顏司明這會是真不生氣了,他只是淡淡地警告她:“林晞,不怕死你就繼續挑釁我。“
聲音不大,甚至語氣還十分溫和,可是林晞卻不由自主地抖了抖,閉了嘴。
然後乖乖地又坐近去,湊到他面前。
“爲什麼這麼不想我幫你?”竟然直接看透了她挑釁他的本質。
林晞咬着脣,不肯說話。
他擡起了她的下巴,直視着她的眼睛。
她的眼睛很黑很亮,純淨的顏色,黑白分明得讓人心顫。
這樣的眼睛,藏不了太多的謊言。
林晞想要閉上眼,他不肯,手指輕輕撫上了她的眼角:“上回的事,我們算是兩清了。這一次,林晞,我還是那句話,只要你開口,我會幫你。”
“爲什麼?”良久,她問。
他笑了一下:“因爲我可憐你。我喜歡過的女人,像上次那樣,被人推進水裡泡到差點丟到半條命,太慘了。”
她也笑,原來是這樣的原因。
原來只是因爲可憐她。
她抓住他的手,他的手指依舊冰涼,她的手其實也暖不到哪裡去。
“好啊。你想幫忙那就幫吧。”她捧住他的手,放到脣邊輕輕吻了吻,“條件呢?”
他抽出手,手指從她的臉上滑下去,挑開她的衣領,慢慢地鑽進了她衣服深處:“你的身體。”他微微沙啞着聲音說,“我快三十歲了林晞,我有需求,可又很挑剔,而你,恰好是我嘗過的,最合我胃口的人。”
這話真是直白得讓人難過,林晞的臉色不由得白了白,但她還是擡起頭,笑着說:“好,成交了。”
那天晚上,林晞沒有回家。
條件談成了,他便毫不客氣地開始“享用”他的大餐,林晞很配合他,不管他如何折騰,她總是沉默地承受,有時候,還會像真正的情人一樣,愛撫着他。
沒有婚姻的束縛,她跟他親熱起來,並沒有多少壓力。
一夜荒唐,兩人自然都起得晚了,好在是元旦新年,並不需要上班,就算是起得再晚也沒什麼。
只是兩人的生活習慣都算不錯,膩到九點鐘,就都怎麼也睡不住了。
前兩日還落雪,新年第一天,倒是放晴了,陽光好得有些耀眼。
林晞起牀後的第一件事就是去看自己之前種的那些花草,她選的品種果然都賤得沒話說,無人搭理,在這樣的寒冬竟然也都熬過來了。
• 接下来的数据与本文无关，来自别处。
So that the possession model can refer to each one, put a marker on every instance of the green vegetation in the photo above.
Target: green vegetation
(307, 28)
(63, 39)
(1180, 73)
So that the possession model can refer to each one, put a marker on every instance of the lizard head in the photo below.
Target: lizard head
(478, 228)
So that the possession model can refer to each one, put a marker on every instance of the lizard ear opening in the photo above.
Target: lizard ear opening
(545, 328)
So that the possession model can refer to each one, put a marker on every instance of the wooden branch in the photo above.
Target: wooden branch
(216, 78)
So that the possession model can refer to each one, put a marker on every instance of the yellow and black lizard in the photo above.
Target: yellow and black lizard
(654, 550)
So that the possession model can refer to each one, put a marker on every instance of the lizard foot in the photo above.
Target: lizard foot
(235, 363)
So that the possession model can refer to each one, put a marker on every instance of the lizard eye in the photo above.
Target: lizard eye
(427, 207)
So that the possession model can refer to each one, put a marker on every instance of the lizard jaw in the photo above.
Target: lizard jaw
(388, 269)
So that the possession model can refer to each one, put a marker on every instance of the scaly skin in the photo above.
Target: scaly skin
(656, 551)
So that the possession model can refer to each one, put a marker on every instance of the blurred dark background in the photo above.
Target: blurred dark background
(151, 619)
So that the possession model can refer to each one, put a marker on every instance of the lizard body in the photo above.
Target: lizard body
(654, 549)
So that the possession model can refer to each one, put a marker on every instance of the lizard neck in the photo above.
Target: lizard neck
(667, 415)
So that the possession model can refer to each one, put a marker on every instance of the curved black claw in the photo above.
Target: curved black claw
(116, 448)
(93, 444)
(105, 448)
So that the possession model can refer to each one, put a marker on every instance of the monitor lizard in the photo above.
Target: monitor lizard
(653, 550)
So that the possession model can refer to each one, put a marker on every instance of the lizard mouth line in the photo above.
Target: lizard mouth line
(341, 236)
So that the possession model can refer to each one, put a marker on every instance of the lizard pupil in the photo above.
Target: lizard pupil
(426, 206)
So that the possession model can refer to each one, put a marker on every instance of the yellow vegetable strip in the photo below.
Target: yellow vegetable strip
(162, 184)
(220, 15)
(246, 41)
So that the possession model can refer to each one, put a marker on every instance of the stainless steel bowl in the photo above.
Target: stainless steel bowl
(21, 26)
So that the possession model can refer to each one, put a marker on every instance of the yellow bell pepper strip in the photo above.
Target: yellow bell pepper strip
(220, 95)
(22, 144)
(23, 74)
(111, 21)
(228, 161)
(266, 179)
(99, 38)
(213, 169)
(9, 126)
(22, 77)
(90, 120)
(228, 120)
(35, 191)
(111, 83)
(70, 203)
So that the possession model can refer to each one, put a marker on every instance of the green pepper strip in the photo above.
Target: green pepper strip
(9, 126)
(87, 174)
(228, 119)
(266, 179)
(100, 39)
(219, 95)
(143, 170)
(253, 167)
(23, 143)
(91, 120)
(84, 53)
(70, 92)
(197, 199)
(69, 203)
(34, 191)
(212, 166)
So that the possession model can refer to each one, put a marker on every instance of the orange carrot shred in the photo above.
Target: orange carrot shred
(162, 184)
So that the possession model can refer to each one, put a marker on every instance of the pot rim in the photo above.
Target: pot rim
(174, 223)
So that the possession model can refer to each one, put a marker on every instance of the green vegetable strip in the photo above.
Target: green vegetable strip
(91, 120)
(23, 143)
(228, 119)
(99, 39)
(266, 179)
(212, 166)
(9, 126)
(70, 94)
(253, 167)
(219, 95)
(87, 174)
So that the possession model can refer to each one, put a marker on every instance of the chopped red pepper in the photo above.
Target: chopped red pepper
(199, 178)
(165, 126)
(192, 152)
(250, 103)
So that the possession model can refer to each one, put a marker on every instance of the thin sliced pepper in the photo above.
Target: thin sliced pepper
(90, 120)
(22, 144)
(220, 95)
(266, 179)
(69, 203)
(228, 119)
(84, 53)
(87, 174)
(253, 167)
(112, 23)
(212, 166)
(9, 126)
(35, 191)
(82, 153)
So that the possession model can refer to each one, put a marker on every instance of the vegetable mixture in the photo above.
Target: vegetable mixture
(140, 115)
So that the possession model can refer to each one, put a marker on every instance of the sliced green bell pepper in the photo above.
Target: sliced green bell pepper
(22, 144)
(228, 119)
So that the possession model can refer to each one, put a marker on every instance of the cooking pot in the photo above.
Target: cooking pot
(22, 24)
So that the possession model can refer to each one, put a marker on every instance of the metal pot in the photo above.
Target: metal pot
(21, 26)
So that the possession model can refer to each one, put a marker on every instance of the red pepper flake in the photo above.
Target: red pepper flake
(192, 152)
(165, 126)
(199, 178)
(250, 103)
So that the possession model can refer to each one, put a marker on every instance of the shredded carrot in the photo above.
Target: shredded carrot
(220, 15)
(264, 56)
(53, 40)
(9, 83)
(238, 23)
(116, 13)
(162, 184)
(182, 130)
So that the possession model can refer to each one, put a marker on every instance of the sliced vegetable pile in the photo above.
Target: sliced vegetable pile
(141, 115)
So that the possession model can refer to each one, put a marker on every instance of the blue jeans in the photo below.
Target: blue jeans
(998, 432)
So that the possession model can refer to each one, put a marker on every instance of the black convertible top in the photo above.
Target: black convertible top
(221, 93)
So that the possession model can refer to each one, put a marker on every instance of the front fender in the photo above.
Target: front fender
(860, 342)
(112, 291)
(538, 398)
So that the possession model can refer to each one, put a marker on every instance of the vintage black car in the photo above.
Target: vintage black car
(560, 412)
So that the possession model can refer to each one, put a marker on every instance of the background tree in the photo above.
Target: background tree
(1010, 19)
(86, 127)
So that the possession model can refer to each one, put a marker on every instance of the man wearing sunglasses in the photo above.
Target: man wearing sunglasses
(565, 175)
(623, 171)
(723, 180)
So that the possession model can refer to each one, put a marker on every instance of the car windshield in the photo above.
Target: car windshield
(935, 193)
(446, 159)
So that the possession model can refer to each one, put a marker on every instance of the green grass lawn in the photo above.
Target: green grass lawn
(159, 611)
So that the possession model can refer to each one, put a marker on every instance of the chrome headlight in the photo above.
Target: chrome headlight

林晞仔細打理了會,就去廚房給兩人做了點吃的,早餐端上桌,顏司明一身清爽地走過來,拿出一把鑰匙遞給她:“今天就搬過來吧。”他語氣平淡,“我不喜歡在外面。”
林晞被粥嗆了一下,很認真地點頭:“我也不喜歡。”
兩人吃早餐,都沒怎麼說話,只林晞一直想的都是,該如何同林母解釋自己要搬出來的事?
很頭大地回去,林母果然問她怎麼昨晚沒有回家,自然地,也注意到她換了衣服——她穿的是顏司明後來叫人給她買的那一套,樣式並不怎麼出奇,就是料子,一看就是她如今不會再穿的好貨色。
林母有些憂慮地看着她:“小晞,你……”
“媽你可千萬別多想。”林晞趕緊解釋,但她又實在不想騙她,想來想去,只好直接說,“我可能要搬出去住一段時間,但是媽,別問我爲什麼,是和誰,我能照顧好自己,你知道的。”
話裡的意思再隱晦,但林母又怎麼會聽不明白?她的眼淚就唰唰地落了下來,下意識地抓住了女兒的手,搖頭乞求道:“不要,小晞。不要再拿你自己去換什麼,就這麼過下去不好麼?橫豎廠房都已經賣掉了,你爸爸他們也已經不在了,把藥賣完,你再找份事情做,我們就這麼活下去吧,平平常常,只要你能好好的……”
看她這樣,林晞眼睛也有些紅,她走近去,緊緊地摟住了林母已有些佝僂的身體。
最後,她只能抱歉地說:“媽,對不起。”
對不起,她已經沒法回頭。
當一個人爲某件事犧牲得太多的時候,她根本就不可能再回頭了。